The Smith for the Temple
Solomon recruits foreign smithcraft for the house of Yahweh. He writes to Huram of Tyre, "Now therefore send me a skillful man to work in gold, and in silver, and in bronze, and in iron, and in purple, and crimson, and blue, and who knows how to engrave [all manner of] engravings" (2Ch 2:7). Huram replies by sending Huram-abi, "the son of a woman of the daughters of Dan; and his father was a man of Tyre, skillful to work in gold, and in silver, in bronze, in iron, in stone, and in timber, in purple, in blue, and in fine linen, and in crimson" (2Ch 2:14). The list of metals matches the Bezalel commission almost item for item — the temple, like the tent before it, is built by named smiths working in the full range of metals.
After the exile the goldsmiths reappear in the rebuilding lists. On the wall of Jerusalem, "Next to him repaired Uzziel the son of Harhaiah, goldsmiths" (Neh 3:8). The trade survives the captivity and reorganizes for civic work as soon as the gates are being reset.
The Smith at the Anvil
Sirach gives the longest single portrait of the trade in the canon, included in a catalogue of artisans whose hands keep the city alive. "So the blacksmith sitting by the anvil, And considering the unwrought iron; The vapor of the fire cracks his flesh, And in the heat of the furnace he glows; The sound of the hammer is continually in his ear, And his eyes are upon the pattern of the vessel; He sets his heart upon finishing his works, And his diligence is to adorn [them] perfectly" (Sir 38:28).

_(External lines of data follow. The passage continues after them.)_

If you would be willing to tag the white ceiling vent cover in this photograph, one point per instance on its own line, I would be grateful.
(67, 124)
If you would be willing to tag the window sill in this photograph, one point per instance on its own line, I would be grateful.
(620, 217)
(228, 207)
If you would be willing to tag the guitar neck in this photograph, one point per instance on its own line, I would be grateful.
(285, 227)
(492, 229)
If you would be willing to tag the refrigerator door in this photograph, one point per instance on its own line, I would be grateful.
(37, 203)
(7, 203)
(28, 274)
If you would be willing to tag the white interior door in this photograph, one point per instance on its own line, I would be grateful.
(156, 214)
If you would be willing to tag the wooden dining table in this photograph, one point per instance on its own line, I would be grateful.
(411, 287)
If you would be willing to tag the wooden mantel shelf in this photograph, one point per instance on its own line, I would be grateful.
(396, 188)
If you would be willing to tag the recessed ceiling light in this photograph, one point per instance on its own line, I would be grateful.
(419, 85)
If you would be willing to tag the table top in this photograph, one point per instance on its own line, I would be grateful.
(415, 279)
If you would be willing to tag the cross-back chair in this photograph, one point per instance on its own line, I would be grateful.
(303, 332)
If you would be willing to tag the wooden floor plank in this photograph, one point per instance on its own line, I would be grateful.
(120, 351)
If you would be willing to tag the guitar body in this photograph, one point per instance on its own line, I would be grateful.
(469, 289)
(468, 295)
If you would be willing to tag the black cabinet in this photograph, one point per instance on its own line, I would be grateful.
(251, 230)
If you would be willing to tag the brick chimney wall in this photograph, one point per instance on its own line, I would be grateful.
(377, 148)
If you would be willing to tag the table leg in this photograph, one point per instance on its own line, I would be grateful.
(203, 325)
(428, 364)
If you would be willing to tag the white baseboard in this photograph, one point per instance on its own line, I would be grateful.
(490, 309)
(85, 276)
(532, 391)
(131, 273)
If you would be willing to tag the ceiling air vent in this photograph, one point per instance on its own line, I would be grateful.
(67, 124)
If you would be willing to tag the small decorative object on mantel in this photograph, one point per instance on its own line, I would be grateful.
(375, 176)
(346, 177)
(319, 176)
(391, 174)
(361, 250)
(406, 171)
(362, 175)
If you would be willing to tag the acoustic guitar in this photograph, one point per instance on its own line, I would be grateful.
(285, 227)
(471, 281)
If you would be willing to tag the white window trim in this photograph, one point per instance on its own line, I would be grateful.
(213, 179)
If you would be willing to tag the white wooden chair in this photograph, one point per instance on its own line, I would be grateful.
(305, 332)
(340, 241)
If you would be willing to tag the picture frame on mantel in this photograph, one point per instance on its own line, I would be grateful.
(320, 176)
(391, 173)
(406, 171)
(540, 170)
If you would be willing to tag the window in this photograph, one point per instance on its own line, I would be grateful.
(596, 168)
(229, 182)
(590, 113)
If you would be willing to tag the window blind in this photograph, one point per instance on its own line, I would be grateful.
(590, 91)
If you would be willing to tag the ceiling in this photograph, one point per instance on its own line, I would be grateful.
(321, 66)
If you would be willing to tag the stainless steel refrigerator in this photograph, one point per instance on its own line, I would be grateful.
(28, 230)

The detail is observational — the cracked skin from the steam, the constant hammer-ring, the eye fixed on a model — and the verdict is honor: such men "maintain the fabric of the world" even when they are not called to public counsel.
The Smith as Idol-Maker
The same skill that beautifies the temple is also turned to manufacturing rivals to Yahweh, and the prophets seize on the irony. In Isaiah's polemic against the nations' gods, the trade is mocked by being shown step by step. "So the carpenter encourages the goldsmith, [and] he who smoothes with the hammer him who strikes the anvil, saying of the soldering, It is good; and he fastens it with nails, that it should not be moved" (Isa 41:7). The whole assembly line — carpenter, goldsmith, hammerer, anvil-striker — exists to produce a god that has to be nailed in place so it does not fall over.
The companion oracle is more pitiless. "The blacksmith [makes] an ax, and works in the coals, and fashions it with hammers, and works it with his strong arm: yes, he is hungry, and his strength fails; he drinks no water, and is faint" (Isa 44:12). The maker of the idol is mortal in exactly the way the idol pretends not to be — he hungers, he tires, he goes faint at the forge — and the figure he produces inherits none of his life.
The Christian writer of the Epistle to the Greeks pushes the same critique into the apologetic register. Cataloguing the so-called gods of the nations, he asks, "Did not the sculptor form one, the coppersmith another, the silversmith a third, and the potter a fourth? Before they were fashioned into these forms by the arts of those men, was not each of them transformed, and that even now, by its respective craftsman?" (Gr 2:3). The smith here is the philosophical proof of the idol's contingency: every god in the temple list is an artifact, traceable to a named trade.
The Coppersmith Alexander
The trade carries one personal name into the New Testament epistles. Paul warns Timothy, "Alexander the coppersmith did me much evil: the Lord will render to him according to his works" (2Ti 4:14). The notice is unique in the apostolic letters — a smith named, identified by his metal, and remembered by name for personal injury done to a missionary. The trade has a character; it has, here, a face.